Я не сказал никому. У меня не было причин говорить. Если бы я сейчас, в тот же день, поднял эту тему перед Трофимовым, я мог бы только сказать ему то, что сказал Кожуховский в проходе у мастерской неделю назад: «дивизионные слухи». Не дивизионные. Какие-то ещё. Полковая разведка? Связь? Откуда я взял двести тысяч пленных и обе фамилии? Из памяти, которой здесь не существует. Из памяти, которая лежала у меня в голове, как лежит карта, которую дал кто-то очень давно, на руки, и сказал — «храни, не показывай», и я её сейчас в первый раз развернул, потому что без неё прочесть сводку Совинформбюро от двадцать пятого мая нельзя.

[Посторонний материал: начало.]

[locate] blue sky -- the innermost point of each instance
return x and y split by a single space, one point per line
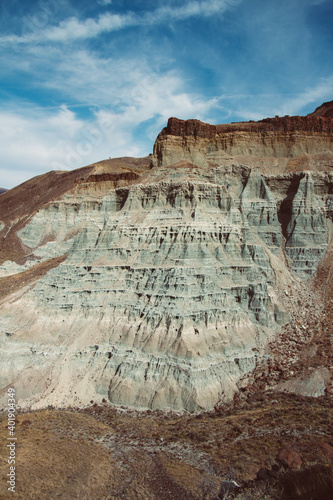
86 80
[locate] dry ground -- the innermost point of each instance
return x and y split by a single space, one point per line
106 453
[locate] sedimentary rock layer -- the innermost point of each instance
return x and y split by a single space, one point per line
160 287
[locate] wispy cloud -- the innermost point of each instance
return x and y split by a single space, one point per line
75 29
36 139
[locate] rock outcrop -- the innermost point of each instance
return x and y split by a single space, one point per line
162 280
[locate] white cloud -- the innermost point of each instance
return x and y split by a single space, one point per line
75 29
36 140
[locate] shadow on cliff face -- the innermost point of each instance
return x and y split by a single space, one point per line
285 210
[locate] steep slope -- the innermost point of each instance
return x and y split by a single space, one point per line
159 282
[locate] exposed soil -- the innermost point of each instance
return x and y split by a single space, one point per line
107 453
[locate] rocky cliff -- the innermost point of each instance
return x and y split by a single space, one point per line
159 282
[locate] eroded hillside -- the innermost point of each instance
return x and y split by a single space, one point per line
165 282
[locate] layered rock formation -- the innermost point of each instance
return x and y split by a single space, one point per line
161 280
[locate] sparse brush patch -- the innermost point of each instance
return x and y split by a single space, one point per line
312 483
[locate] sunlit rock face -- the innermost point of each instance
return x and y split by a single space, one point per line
172 286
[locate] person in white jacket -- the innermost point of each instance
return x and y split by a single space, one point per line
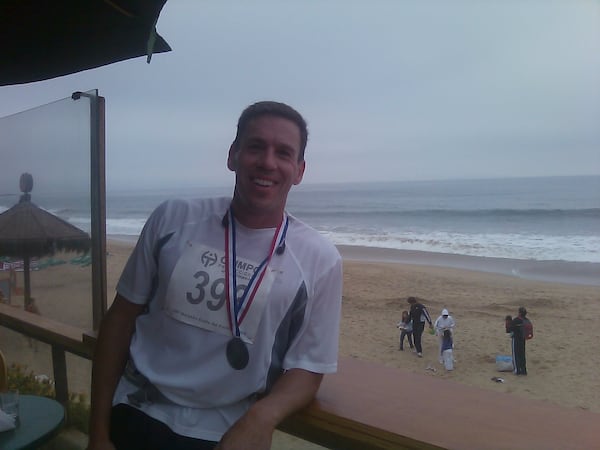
444 322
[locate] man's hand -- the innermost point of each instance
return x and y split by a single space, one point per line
254 430
101 446
250 432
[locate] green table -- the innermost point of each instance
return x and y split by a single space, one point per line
40 419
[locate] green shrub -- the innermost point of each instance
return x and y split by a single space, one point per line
78 408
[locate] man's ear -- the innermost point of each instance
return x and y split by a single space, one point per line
232 158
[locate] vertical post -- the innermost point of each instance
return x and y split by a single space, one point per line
59 364
98 203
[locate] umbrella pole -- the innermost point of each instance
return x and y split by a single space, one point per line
26 281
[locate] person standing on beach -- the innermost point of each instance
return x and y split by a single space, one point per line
444 322
405 326
517 333
418 315
227 312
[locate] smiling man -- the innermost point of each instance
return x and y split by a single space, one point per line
227 313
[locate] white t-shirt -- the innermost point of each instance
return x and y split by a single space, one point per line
177 270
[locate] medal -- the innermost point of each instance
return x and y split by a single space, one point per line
237 352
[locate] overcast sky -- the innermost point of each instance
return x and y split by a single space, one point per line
391 90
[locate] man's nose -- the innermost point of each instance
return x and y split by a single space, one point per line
269 158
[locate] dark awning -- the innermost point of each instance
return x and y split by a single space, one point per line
44 39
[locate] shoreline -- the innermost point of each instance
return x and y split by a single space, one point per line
564 272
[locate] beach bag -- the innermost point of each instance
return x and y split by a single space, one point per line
527 329
448 359
504 363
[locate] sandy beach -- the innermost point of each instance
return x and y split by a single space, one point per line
562 358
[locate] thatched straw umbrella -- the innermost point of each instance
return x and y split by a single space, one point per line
27 231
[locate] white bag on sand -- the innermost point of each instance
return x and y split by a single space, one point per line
504 363
448 359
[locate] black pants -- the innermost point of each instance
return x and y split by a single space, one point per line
418 328
131 429
407 334
519 356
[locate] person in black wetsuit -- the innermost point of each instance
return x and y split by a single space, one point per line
515 327
418 314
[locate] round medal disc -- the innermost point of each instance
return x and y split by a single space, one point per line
237 353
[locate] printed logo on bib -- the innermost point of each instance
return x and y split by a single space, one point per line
196 291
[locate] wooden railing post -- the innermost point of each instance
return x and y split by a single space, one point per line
61 386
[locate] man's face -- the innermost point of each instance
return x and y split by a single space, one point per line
265 161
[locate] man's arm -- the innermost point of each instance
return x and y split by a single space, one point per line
110 356
294 390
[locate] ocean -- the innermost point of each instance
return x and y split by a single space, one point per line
540 219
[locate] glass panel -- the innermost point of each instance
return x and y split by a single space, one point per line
52 143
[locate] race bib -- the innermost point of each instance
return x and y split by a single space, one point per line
196 293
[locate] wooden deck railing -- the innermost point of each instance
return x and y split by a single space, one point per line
367 406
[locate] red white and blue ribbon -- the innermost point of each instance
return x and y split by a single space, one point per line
238 307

Тяжести у этой карты было больше, чем у любой справки.

Я опустил глаза. Под ногами лежала тропка — утоптанная за неделю, со следом сапога повара, прошедшего сюда утром с другого конца отвала за водой. Ветка молодой берёзы у меня над головой чуть качнулась — то ли ветер на секунду усилился, то ли села птица. Я не поднял глаз.

Постоял ещё с минуту. Потом пошёл к стоянке.

Прокопенко был там же, у семёрки.

Он работал теперь у носового щитка — снял его, и из-под щитка достал какой-то болт, который у него, видимо, не подходил, и который он крутил в пальцах, рассматривая со всех сторон. Меня заметил по тени.

— Алексей Петрович, вернулись.

— Я тут, посижу, — я опустился на ящик.

— Что-то с лицом у вас, — он чуть наклонил голову, оценивая.

— Что не так с лицом?

— Бледно вы сегодня выглядите.

— Не выспался, наверное.

— Хорошо, не выспались, — он не стал смотреть на меня вторично. Это была другая его манера: сказать раз и оставить. Я сел на тот же ящик, спиной к фюзеляжу, и закрыл глаза.

Прокопенко работал у носового щитка ещё минут двадцать. Я слышал щелчки, лёгкий стук ключа о металл, отёрку тряпкой. Один раз он коротко покашлял — без причины, просто кашель в воздух, — и опять стало тихо. Я не открывал глаз.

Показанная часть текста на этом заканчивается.